I once counseled a blended family that was being ripped apart by a teenage girl who irrationally hated her stepfather. While her mother, after being alone for some years, had found companionship and love with her new husband, she felt torn between her role as mother and wife. I stayed with the family for a day and saw that while her mother prepared dinner and set the table, the girl sat on a couch with her IPod ear buds in her ears and painted her toenails. I asked to speak to her.
“What do you want to be when you grow up?”
“I want to be a fashion designer,” she answered.
“That’s not what I asked. I asked you what you want to be, and you answered about what you want to do.”

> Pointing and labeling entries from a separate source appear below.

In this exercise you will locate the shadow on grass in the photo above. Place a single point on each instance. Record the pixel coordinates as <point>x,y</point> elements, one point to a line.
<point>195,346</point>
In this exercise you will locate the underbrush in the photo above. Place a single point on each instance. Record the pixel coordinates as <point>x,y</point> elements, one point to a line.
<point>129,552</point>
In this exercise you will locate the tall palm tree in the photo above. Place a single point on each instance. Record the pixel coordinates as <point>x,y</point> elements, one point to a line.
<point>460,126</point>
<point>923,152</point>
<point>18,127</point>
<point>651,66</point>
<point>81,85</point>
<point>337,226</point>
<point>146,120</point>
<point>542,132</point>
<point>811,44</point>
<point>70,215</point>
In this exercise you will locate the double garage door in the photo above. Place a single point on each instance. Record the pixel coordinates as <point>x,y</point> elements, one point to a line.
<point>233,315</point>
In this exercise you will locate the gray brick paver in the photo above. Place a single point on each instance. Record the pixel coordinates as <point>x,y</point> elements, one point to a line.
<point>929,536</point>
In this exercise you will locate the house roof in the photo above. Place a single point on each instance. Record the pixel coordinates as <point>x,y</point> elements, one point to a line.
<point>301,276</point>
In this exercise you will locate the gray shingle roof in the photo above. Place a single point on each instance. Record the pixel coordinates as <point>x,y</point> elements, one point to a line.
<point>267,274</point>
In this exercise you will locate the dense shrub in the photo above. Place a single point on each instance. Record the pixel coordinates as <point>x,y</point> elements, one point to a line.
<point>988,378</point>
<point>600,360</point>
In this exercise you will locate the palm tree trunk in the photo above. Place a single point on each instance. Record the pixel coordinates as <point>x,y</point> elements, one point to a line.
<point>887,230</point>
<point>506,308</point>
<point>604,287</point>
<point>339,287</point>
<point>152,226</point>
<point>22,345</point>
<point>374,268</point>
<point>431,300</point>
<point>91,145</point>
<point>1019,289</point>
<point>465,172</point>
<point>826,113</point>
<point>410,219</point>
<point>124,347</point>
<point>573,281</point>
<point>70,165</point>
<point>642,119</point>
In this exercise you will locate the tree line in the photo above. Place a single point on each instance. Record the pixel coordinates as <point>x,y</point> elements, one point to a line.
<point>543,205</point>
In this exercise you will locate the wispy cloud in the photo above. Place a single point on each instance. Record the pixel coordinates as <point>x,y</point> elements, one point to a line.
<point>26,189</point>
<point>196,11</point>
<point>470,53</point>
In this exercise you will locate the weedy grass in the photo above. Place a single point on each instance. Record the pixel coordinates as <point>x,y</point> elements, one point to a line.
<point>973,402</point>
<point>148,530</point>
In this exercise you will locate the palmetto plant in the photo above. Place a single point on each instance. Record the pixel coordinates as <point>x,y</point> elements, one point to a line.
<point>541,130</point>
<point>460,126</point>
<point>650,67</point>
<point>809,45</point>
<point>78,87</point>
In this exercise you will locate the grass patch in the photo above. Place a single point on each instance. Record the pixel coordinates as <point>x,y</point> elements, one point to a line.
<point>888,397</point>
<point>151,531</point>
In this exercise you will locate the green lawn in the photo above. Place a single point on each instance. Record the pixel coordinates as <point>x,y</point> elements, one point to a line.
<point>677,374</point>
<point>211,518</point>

“What are the choices as to I want to be?,” she inquired.
“Only two,” I said. “You can either be a good person, or a selfish one.”

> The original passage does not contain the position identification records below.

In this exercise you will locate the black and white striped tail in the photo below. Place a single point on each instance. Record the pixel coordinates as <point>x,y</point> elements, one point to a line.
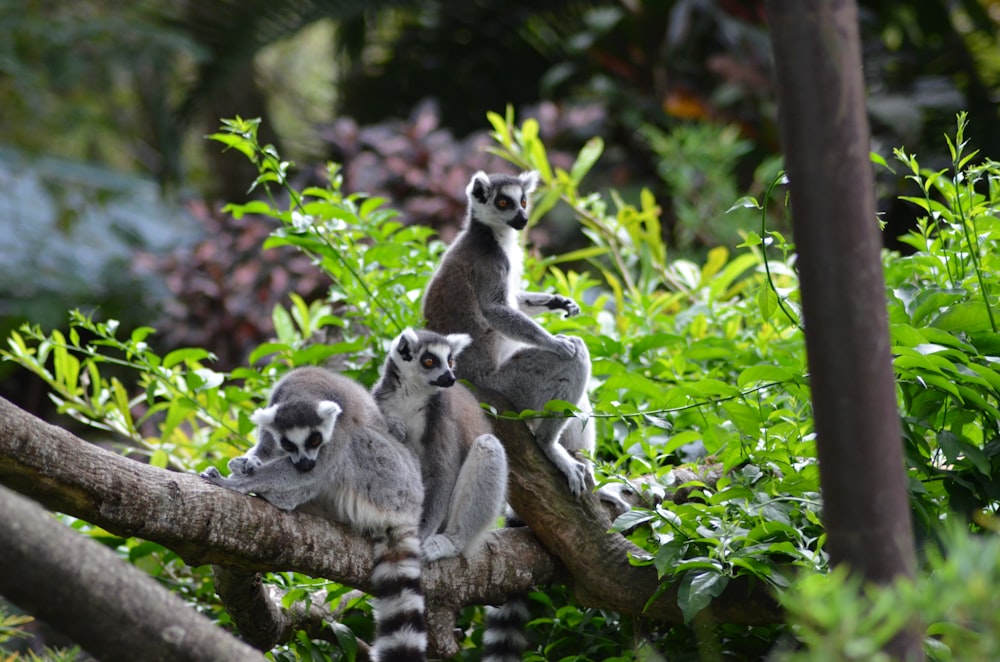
<point>505,637</point>
<point>400,625</point>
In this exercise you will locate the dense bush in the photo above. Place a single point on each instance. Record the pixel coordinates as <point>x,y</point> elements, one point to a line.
<point>701,362</point>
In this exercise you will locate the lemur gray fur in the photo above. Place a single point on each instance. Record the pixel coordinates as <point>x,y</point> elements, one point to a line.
<point>464,465</point>
<point>324,448</point>
<point>476,290</point>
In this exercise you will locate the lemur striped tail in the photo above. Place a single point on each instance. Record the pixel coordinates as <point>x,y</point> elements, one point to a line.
<point>400,626</point>
<point>505,638</point>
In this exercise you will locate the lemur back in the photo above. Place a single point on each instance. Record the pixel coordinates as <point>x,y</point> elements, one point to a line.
<point>476,290</point>
<point>323,448</point>
<point>463,465</point>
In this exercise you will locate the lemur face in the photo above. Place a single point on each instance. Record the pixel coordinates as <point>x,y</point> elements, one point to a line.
<point>501,200</point>
<point>426,358</point>
<point>299,428</point>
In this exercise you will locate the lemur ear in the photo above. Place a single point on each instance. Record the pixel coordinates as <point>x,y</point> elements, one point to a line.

“I want to be a good person,” she said.
“Then how is it,” I asked, “that I just watched you turn your mother into your maid?”

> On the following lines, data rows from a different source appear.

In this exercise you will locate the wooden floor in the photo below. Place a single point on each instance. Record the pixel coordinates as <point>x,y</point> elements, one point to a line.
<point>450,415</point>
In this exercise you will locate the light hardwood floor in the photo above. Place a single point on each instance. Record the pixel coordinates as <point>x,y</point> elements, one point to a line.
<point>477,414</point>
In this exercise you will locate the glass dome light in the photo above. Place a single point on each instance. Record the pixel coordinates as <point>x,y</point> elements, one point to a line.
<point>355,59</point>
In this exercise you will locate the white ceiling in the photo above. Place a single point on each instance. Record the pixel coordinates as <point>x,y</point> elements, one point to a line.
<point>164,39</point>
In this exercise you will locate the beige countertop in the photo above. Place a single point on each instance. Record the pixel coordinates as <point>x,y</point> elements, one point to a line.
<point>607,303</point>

She thought about the question and said she didn’t know. “I’ll tell you,” I said. “Each of us is born with an inner voice that tell us to be a good daughter. To open our hearts to other people’s needs and wants. Your mother wants to be a loving parent, but she is also a woman and does not wish to be alone. You love you Mom and your heart tells you to be there for her, offer her comfort for the painful she’s endured, and generally make her life easier. But there is so much foreign noise in your life that you have no peace with which to hear your true voice. Turn off the music. Listen to your mother when she asks you to help around the house, and listen to her silent plea to support her in her new relationship.”
It’s amazing how when all the ribbetting is silenced, we begin to hear an old, familiar tune: the melodious song of our own souls.